The list of cities and countries that ban docking continues to grow and includes the following: Australia, Austria, Belgium, Brazil, Croatia, Cyprus, Czech Republic, Denmark, Estonia, Finland, France, Germany, Greece, Hungary, Iceland, Ireland, Israel, Italy, Latvia, Lithuania, Luxembourg, Netherlands, Norway, Scotland, Slovakia, South Africa, Sweden, Switzerland, United Kingdom, Virgin Islands and Wales.
A good example is the law involving tail docking in Queensland, Australia, which began in 2003, and cites two specifications that must be included in order for it to be legal.
- A registered veterinary surgeon must perform the docking procedure.
The registered veterinary surgeon must determine that they must dock in order to ensure the dog’s safety and well-being. They cannot do it for cosmetic purposes.
Any person who docks a tail and is not a registered veterinary surgeon and/or anyone who docks a tail for reasons other than the dog’s safety is liable for prosecution. A magistrate will decide case-by-case whether the law has been broken. The maximum penalty for individuals found guilty of this offense is $7,500; for corporations, it is $37,000.
The law applies to dogs of all ages, young and old. Acceptable reasons to dock a dog’s tail include instances where damage to the tail incurred by disease or an accident and, if left as is, will cause pain and threaten the health of the animal. However, veterinary surgeons must be careful not to dock a tail in anticipation of a future problem. The docking must be for a specific ongoing health issue.
This law will make great strides in the prevention of cosmetic docking, especially with show dogs, because docked tails will no longer be required in the standards of the Australian National Kennel Council. As time goes on, people will become accustomed to seeing many breeds of dogs, known for their docked tails and ears, sporting longer tails and ears.
Tail docking is unlawful in the entire country of Australia, as specified by the Primary Industries Ministerial Council in 2003, when they outlined two specifications: docking must be therapeutic and done by a registered veterinary surgeon.

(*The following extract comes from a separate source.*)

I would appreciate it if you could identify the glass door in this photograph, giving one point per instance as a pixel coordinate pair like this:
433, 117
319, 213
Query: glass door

This act protects animals from unnecessary pain and suffering, documented by medical, biological and scientific studies. However, if a registered veterinary surgeon must perform docking in order to save a dog’s life or to prevent further pain and suffering, the law allows it.
You can prevent the practice of docking by refusing to buy puppies without tails and/or with docked ears. Demand your breeder refrain from this practice and tell your friends and family to do the same. Ask your kennel club or canine organization not to condone docking by making changes to their show standards to allow dogs to participate with natural ears and tails, and to judge accordingly. The demands of the public will work to make natural ears and tails in dogs both common and acceptable in both the home and in the show ring.
If docking is still legal in your area, take a stand. Contact your local government representatives and ask them to create and enact laws to make docking illegal.
No longer will dogs have to endure excruciating pain in order to meet unreasonable standards. When people realize that docking is no longer the norm, we can stop subjecting dogs to painful, unnecessary cruelty.